2.4. Performance Evaluation

2.4.1. PTV segmentation

For the test patients, we compared dice similarity coefficients between each of the model predictions and the PTV that was used for treating the patient, which from here on will be referred to as clinical PTV. The recommended CTV–PTV expansion margin for postoperative prostate CTV at our institution is 9 mm anterior, 5 mm posterior, and 7 mm in all other directions.
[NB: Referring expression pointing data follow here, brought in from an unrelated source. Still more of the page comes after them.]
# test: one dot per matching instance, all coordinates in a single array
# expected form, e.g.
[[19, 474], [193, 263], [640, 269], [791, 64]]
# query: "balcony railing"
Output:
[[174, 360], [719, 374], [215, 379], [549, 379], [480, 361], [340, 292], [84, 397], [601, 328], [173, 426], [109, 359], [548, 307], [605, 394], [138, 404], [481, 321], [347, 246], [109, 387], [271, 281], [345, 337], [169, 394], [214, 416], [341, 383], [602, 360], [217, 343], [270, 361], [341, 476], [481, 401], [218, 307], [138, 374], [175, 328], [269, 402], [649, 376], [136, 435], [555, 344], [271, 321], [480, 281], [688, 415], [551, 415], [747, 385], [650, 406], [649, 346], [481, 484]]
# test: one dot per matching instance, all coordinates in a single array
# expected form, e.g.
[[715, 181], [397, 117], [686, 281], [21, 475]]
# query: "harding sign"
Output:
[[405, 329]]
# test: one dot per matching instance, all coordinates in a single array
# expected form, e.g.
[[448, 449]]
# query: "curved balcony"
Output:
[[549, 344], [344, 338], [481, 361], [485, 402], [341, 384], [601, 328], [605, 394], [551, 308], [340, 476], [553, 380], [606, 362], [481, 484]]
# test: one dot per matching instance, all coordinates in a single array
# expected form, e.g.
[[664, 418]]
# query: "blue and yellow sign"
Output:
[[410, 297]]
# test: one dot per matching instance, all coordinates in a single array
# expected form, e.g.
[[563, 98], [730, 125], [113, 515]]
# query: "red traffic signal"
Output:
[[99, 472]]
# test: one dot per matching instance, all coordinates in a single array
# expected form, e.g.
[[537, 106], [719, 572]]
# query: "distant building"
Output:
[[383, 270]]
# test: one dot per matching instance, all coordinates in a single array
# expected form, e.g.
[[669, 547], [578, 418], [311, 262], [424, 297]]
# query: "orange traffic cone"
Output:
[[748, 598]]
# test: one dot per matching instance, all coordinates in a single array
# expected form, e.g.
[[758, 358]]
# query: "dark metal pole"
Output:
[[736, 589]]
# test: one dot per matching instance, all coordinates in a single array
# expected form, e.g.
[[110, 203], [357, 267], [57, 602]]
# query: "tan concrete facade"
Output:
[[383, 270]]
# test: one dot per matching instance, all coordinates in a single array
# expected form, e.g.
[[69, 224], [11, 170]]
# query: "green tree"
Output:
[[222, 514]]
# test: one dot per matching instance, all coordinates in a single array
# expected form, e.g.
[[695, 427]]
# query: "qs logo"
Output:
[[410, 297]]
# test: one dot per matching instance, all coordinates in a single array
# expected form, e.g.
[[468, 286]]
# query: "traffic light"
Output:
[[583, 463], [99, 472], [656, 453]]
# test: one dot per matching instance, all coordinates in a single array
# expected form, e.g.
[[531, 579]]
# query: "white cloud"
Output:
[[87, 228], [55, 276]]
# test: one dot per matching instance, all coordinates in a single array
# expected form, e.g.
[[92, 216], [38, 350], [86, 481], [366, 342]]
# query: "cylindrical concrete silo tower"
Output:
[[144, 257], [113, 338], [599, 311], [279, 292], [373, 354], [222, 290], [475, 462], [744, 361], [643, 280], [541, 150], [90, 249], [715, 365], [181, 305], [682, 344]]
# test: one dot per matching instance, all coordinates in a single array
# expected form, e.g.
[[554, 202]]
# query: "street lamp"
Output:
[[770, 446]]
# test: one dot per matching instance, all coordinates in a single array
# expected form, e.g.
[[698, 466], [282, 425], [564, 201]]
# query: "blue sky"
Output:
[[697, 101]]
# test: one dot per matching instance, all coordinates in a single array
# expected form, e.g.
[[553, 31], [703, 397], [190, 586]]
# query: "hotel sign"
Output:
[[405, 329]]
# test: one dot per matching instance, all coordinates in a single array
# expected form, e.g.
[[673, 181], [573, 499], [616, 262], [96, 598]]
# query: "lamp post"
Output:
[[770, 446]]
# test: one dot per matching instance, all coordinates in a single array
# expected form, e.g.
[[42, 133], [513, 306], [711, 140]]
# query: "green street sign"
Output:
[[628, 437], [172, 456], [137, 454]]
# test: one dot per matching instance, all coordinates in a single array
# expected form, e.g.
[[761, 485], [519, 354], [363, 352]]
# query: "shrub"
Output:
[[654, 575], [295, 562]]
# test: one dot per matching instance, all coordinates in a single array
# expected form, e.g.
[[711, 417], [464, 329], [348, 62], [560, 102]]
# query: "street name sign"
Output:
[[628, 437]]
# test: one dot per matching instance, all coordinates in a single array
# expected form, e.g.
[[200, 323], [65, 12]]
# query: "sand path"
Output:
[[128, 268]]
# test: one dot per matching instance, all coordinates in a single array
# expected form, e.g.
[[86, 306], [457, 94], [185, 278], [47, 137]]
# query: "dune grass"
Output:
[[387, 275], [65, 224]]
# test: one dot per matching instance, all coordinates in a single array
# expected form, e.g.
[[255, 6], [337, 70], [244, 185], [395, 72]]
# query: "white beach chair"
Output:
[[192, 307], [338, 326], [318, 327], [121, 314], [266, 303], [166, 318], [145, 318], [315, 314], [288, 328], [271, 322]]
The clinical CTV was expanded per these margins and compared to the clinical PTV used to create a baseline.

2.4.2. Dose prediction

To evaluate the performance of the dose prediction models, we assessed their prediction accuracy on 50 test patients. We evaluated clinically relevant metrics, including the mean dose (Dmean) and max dose (Dmax) to each structure. Dmax is defined as the dose to 2% of the volume for each structure, as recommended by the ICRU-83 report [30]. We also evaluated the model performance of the frameworks on the total PTV dose coverage D99, D98, and D95, which are the doses to 99%, 98%, and 95%, respectively, of the total PTV volume. We assessed the PTV homogeneity ((D2-D98)/D50) for the total PTV.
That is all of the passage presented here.